Y compris sur le plan vocationnel, nous faisons une expérience significative. La Mission engendre les vocations : Après des années d’« ensemencement » d’une moisson assez abondante, dans nos dix paroisses, nous sommes passés de 5 à 18 séminaristes en 5 ans. Nous lançons cette année l’Ecole Diaconale (pour formes des diacres permaments), et nous balbutions pour mettre sur pied un itinéraire de formation pour « vierges consacrées » et pour les « veuves consacrées ». Les congrégations religieuses du sud du pays, en effet, peinent à se maintenir. Et nous sentons la nécessité de « gens de chez nous » pour évangéliser les « gens de chez nous » !!!

 

 Comment se vit la pastorale dans le contexte brésilien ?  

Ce qui nous différencie de l’Europe, à qui nous devons énormément pour tout ce qu’elle nous a apporté et nous apporte encore, c’est la fibre communautaire de nos gens. Même avec l’invasion de l’individualisme de la nouvelle culture mondialisée, ce trait est encore fort. C’est lui qui rend possible : la vie liturgique fraternelle est ancrée sur la vie communautaire des quartiers urbains ou des zones rurales, grâce à l’engagement d’un grand nombre de « ministres laïcs institués » pour assurer une liturgie digne et profonde.

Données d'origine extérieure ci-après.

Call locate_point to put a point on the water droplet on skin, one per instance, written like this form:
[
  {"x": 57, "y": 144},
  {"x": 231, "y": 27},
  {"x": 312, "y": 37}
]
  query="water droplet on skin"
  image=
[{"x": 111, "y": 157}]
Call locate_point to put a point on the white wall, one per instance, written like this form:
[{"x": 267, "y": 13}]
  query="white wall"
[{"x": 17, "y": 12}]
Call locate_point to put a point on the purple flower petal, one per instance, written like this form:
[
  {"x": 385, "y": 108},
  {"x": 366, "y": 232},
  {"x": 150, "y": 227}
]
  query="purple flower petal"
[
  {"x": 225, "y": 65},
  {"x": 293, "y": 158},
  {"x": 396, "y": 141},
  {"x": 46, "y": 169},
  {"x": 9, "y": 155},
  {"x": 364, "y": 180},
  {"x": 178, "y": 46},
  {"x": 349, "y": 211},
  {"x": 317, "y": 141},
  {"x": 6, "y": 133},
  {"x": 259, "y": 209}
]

CE QUI NOUS DIFFERENCIE DE L'EUROPE, C'EST LA FIBRE COMMUNAUTAIRE DE NOS GENS

La fibre est aussi la source de nos « Projets de Miséricorde » en faveur des plus défavorisés : Pastorale de l’Enfance (0 à 6 ans), enfants et jeunes de nos périphéries, adolescentes enceintes, jeunes et adultes dépendants des drogues, détenus, monde de la prostitution, etc. Il reste infiniment plus à faire qu’il n’existe d’initiatives, mais il ne passe pas d’année sans le surgissement de plusieurs « projets » nouveaux dans le diocèse... Malgré toutes les critiques que l’on peut faire à l’Eglise, elle est celle qui « fait le bien aux gens » !

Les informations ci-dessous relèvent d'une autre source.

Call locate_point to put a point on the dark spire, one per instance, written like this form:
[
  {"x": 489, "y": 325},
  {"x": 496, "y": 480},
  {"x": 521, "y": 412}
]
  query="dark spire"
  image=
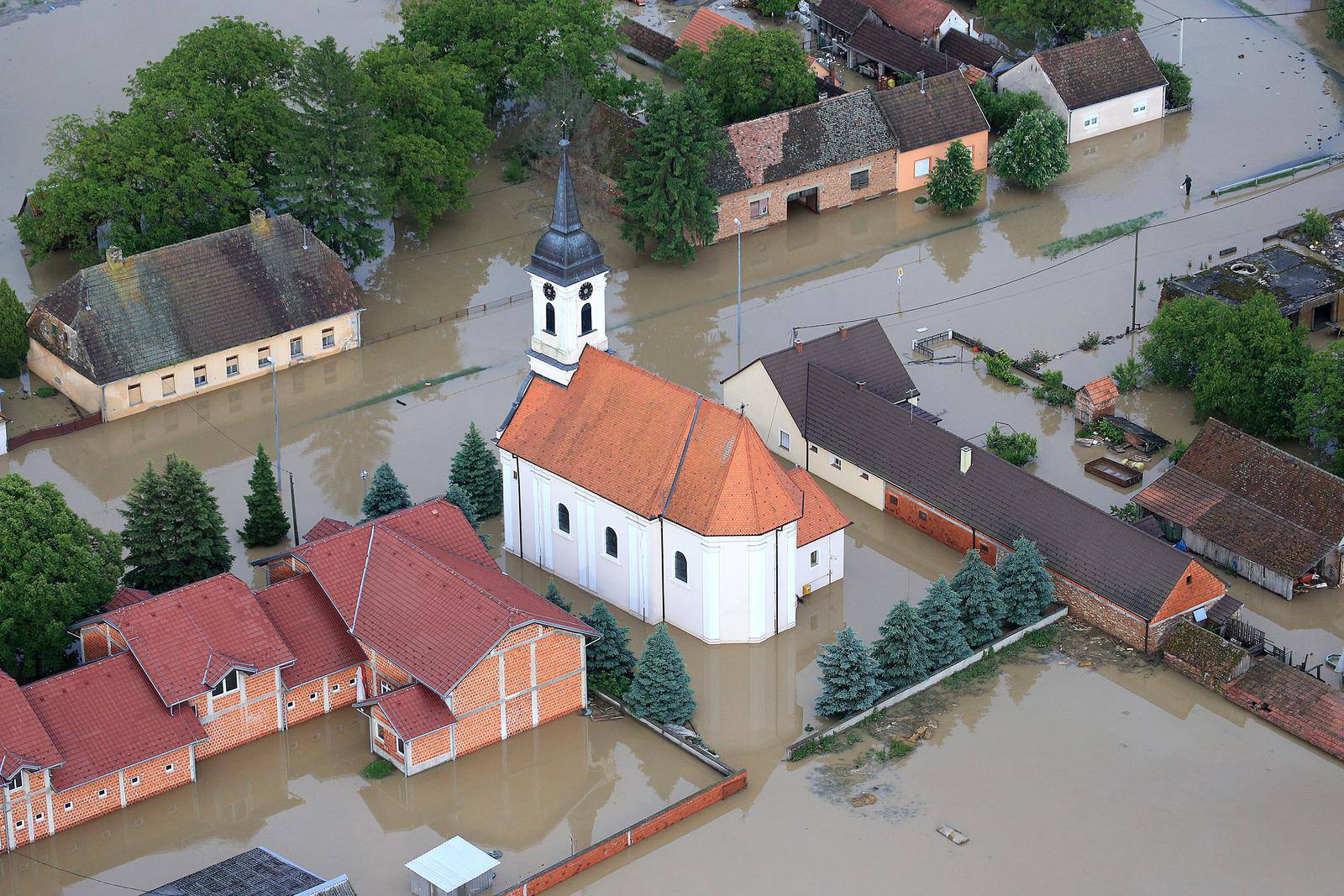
[{"x": 566, "y": 253}]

Je serais coupable d’omission si je ne disais pas la soif de formation de nos « responsables »  communautaires. A cause de nos distances gigantesques qui séparent les communautés des centres paroissiaux (jusqu’à 150 km) et aussi les paroisses du centre diocèse (jusqu’à 400 km). Nous avons dû ouvrir une « École de la Foi » pour laïcs par internet. Nous créons (ou traduisons) des cours de Bible ou d’autres sujets plus profanes : famille, éducation, etc. Notre gratitude au « Centre des Bernardins » du Diocèse de Paris est très grande pour le partenariat que nous avons établi, et qui nous permet d’offrir des formations très actuelles. Nous totalisons chaque année 700 inscriptions à ces cours.

Nous sommes tous appelés à la sainteté, par notre baptême nous sommes devenus disciples missionnaires, quels sont les défis communs d'un chrétien en Corrèze et celui d'un brésilien ?

J’espère profondément que le Synode va être copieusement inspiré pour faire résonner l’appel des baptisés à la sainteté en notre situation amazonienne, tant humaine, sociale que spirituelle. C’est à mes yeux, le seul chemin pour que l’Eglise puisse réellement offrir son inépuisable patrimoine de connaissance et de dévouement en faveur de notre région. L‘Ecologie Intégrale ne peut pas faire l’économie du message divin sur la fraternité, sur l’indispensable équilibre de vie individuelle et sociale, et sur l’harmonie entre l’homme et tout le reste de la création ! Car « tout est lié » nous répète le Pape François .

Alors, oui, notre Synode offrira des réponses dont le monde entier, la Corrèze et l’Amazonie ont besoin pour avancer vers un monde plus humain, plus fraternel et plus fils de Dieu : où la personne soit reconnue dans sa dignité de fille de Dieu.

 

Qui est Monseigneur Dominique You ?

Bien qu'originaire du diocèse de Fréjus-Toulon, Dominique You a été ordonné prêtre le 23 juillet 1981 pour le diocèse de Tulle. Il fut prêtre à Brive de 1981 à 1992, d'abord vicaire de la paroisse Saint-Sernin, puis aumônier des lycées et collèges de Brive.

En 1992, il part au Brésil comme prêtre fidei donum.

En 2002 il est nommé évêque auxiliaire de São Salvador de Bahia au Brésil. Depuis 2006, il est évêque de Santíssima Conceição do Araguaia (en), en Amazonie, toujours au Brésil.